In the Phase 3 SOL-1 study, Ocular enrolled 344 patients with wet AMD who had not received previous treatment. After an initial eight-week loading period using two doses of Eylea, participants were randomly assigned to receive either Axpaxli or continue with Eylea for another 36 weeks. At this point, 74.1% of those treated with Axpaxli lost fewer than 15 letters on a visual acuity chart from baseline, compared to 55.8% in the Eylea group—a difference described as statistically significant by Ocular.
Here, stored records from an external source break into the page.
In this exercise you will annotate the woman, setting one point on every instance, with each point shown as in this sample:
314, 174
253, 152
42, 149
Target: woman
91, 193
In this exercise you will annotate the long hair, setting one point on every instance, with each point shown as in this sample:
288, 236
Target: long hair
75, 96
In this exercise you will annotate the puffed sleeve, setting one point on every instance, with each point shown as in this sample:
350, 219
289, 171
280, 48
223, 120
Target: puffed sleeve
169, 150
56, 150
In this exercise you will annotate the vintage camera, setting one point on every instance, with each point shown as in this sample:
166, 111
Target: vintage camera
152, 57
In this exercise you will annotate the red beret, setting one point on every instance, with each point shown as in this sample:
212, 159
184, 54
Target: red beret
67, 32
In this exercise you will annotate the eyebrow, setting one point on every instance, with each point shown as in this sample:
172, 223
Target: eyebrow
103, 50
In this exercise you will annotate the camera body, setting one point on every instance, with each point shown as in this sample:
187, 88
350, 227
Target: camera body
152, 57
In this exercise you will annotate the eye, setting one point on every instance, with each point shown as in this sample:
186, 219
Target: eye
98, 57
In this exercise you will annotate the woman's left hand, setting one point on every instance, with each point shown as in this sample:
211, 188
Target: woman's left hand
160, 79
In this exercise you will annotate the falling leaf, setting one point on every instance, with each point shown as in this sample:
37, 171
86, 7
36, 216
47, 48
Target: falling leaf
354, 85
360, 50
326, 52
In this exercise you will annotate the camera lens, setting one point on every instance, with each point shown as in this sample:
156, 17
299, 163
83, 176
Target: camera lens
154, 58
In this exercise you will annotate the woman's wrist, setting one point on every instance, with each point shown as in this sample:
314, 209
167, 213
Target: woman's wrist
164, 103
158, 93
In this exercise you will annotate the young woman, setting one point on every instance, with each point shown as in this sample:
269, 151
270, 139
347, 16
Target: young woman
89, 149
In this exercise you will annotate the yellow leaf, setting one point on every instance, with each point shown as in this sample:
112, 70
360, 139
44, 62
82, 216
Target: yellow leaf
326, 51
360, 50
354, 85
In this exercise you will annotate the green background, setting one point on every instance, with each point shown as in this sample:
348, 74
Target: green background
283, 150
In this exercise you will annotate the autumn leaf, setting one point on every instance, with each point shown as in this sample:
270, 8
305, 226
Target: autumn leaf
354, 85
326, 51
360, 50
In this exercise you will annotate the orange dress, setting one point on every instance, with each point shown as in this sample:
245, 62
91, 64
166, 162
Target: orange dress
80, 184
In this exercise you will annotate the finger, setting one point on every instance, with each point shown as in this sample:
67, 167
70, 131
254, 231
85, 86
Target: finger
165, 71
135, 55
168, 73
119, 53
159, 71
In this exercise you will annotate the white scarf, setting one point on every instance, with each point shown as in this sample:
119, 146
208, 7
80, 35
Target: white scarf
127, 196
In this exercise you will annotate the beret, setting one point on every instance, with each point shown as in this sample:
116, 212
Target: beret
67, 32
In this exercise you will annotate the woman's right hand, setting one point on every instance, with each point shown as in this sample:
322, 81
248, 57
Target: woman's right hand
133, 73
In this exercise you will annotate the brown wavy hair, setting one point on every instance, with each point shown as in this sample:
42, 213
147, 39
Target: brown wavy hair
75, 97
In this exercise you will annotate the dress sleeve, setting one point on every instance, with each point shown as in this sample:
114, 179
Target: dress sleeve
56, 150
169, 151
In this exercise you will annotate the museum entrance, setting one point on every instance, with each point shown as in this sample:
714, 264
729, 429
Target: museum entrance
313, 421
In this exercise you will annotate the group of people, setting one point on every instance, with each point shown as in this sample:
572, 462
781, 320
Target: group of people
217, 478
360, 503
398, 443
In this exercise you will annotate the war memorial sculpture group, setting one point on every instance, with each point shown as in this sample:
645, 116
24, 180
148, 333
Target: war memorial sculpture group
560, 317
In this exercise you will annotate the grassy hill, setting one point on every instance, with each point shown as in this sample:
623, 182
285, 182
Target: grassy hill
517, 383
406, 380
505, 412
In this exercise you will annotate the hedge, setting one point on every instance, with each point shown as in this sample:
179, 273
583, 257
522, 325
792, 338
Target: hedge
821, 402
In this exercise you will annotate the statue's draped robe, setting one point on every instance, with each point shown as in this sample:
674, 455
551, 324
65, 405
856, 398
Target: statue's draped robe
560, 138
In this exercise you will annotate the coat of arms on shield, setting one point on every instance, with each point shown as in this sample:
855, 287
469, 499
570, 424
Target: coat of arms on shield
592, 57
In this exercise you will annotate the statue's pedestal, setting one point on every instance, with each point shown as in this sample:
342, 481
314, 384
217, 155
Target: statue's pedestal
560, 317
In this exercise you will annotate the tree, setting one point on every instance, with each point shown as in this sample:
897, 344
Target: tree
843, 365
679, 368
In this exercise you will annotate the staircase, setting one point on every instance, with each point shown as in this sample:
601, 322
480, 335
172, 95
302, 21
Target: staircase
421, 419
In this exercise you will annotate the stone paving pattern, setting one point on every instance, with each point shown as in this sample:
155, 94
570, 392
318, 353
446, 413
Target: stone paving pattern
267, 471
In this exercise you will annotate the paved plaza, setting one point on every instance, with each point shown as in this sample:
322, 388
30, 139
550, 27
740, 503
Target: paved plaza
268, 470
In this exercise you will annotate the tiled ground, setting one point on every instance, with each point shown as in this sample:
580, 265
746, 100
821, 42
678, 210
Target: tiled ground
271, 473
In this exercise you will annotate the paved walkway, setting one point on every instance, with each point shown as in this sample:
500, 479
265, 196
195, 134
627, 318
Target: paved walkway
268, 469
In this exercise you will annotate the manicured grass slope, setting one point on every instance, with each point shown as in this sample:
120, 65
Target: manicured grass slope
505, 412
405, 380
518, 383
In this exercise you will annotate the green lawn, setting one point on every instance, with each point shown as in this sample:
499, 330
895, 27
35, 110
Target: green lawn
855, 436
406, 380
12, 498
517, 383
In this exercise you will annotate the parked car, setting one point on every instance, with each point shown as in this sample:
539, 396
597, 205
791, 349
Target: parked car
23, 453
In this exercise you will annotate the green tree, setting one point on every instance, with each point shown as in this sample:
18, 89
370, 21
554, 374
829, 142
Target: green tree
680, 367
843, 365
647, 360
The company continued monitoring patients up to 52 weeks and reported that 65.9% of those on Axpaxli maintained their vision gains, versus 44.2% among those treated only with Eylea. Exploratory endpoints such as fluid control and reduced need for rescue medication were also met by Axpaxli.
Analysts at William Blair commented on February 5: “We believe Ocular’s lead asset, Axpaxli, has the potential to represent a significant advance in the treatment of wet AMD.” In their note following Ocular’s full year 2025 earnings report, they described the SOL-1 results as “a major catalyst for the stock” and said it “significantly expedites a potential approval” for Axpaxli.
If approved by regulators, Axpaxli would become the first tyrosine kinase inhibitor available for treating wet AMD. Detailed findings from SOL-1 are scheduled to be presented at a medical conference later this month.
Ocular is also conducting another Phase 3 trial called SOL-R involving 631 patients to test whether Axpaxli is not inferior to Eylea. Enrollment for SOL-R was completed in March 2025, and topline data are expected in early 2027.
As of December 31, 2025, Ocular reported having $737.1 million in cash and equivalents, which it expects will support operations into 2028.